SAN FRANCISCO, CA—“Real world” patients with rheumatoid arthritis treated with infliximab (IFX) or golimumab (GLM) have comparable retention rates, found authors of an analysis from a prospective observational Canadian registry, presented at the 2015 ACR/ARHP Annual Meeting.

“Gender, enrollment year, and to a lesser degree age, possibly signifying differences in patient preferences or changes over time in clinical practice, as well as Clinical Disease Activity Index (CDAI) score of 15 or less at 6 or 12 months were identified as significant independent predictors of long-term retention,” reported lead study author Edward C. Keystone, MD, of the University of Toronto/Rebecca MacDonald Centre for Arthritis and Autoimmune Disease in Toronto, Ontario, Canada, and colleagues.

Previously, differences in treatment retention between anti-tumor necrosis factor (TNF) agents have been reported, with some data suggesting that concomitant methotrexate use, for example, might improve retention.

To compare long-term retention of infliximab and golimumab and identify independent predictors of retention, the investigators analyzed data from 972 patients with RA enrolled in BioTRAC, an ongoing registry.

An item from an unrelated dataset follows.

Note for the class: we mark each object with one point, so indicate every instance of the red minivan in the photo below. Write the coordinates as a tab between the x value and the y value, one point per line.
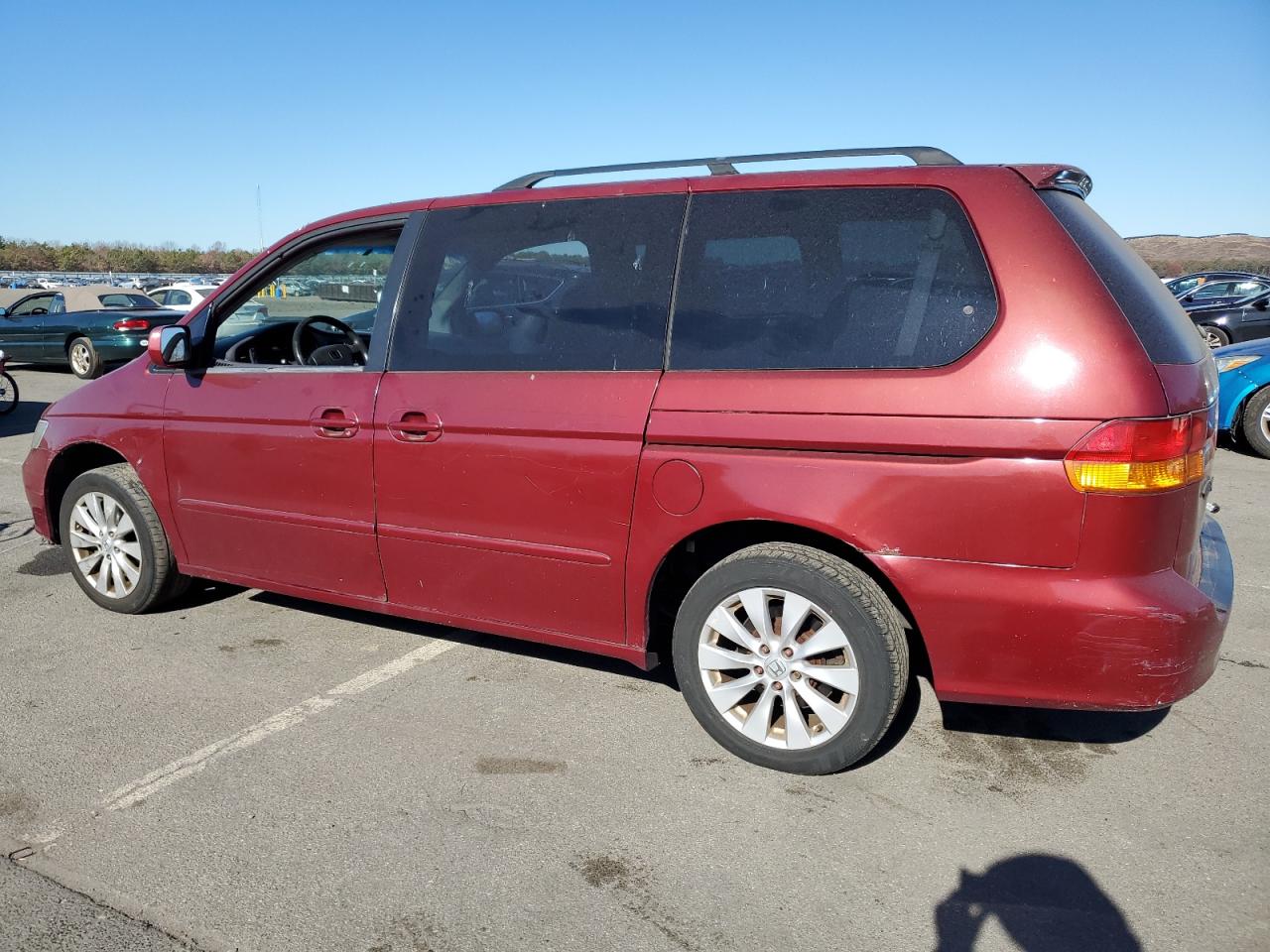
790	429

Included were those treated with infliximab (enrolled since 2002) or golimumab (enrolled since 2010).

At baseline, most patients were female (76.3%); mean (standard deviation, SD) age was 55.9 (13.8) years, and disease duration was 8.6 (9.1) years. The majority (94.5%) was biologic naïve and being treated with infliximab (84.8%). Concomitant DMARDs had been administered to 88.5% of the patients at baseline and 35.9% had been treated with corticosteroids.

Mean disease parameters were CDAI, 35.3 (17.5); Health Assessment Questionnaire (HAQ), 1.6 (0.7); swollen joint count (0-28), 10.3 (6.8); tender joint count (0-28), 12.0 (7.9); patient global assessment (Visual Analog Scale [VAS] cm), 6.0 (2.5); and physician global (0-10 Numerical Rating Scale [NRS]), 6.4 (2.1), Dr. Keystone reported.

Of the patients, 600 (61.7%) received treatment for 18 months or more.

Univariate analysis identified potential predictors of retention to be age (odds ratio [OR], 95% confidence interval [CI] 0.99 (0.98, 1.00)], disease duration (0.97 [0.95, 0.99]), enrollment year (1.10 [(1.06, 1.15]), male gender (0.68 [0.50, 0.94]), golimumab vs. infliximab use (2.24 [1.58, 3.19]), biologic naiveté (0.58 [0.33, 1.01]), and baseline DMARD use (0.54 [0.36, 0.80]) (P<0.100).

No effect was observed for baseline corticosteroid use (0.86 [0.66, 1.13]), CDAI (1.00 [0.99, 1.00]),or HAQ [0.98 (0.81, 1.17)].

However, on multivariate analysis, only older age (0.98 [0.97, 1.00]) and male gender (0.50 [0.29, 0.85]) were found to be associated with significantly lower odds of treatment discontinuation, while “more recent enrollment year was associated with higher odds (1.36 [1.20-1.54]),” they reported.

Lower disease activity—defined as CDAI remission vs. low. vs. moderate vs. high—at 6 or 12 months “was associated with significantly (P<0.001) higher probability of long-term retention,” Dr. Keystone noted.

An ROC curve analysis identified a CDAI score of ≤15.7 (AUC=0.652) at 6 months (P<0.001) and a score of ≤14.6 (AUC=0.679) at 12 months (P<0.001) to be most accurate at predicting long-term retention of the anti-TNF agents, they concluded.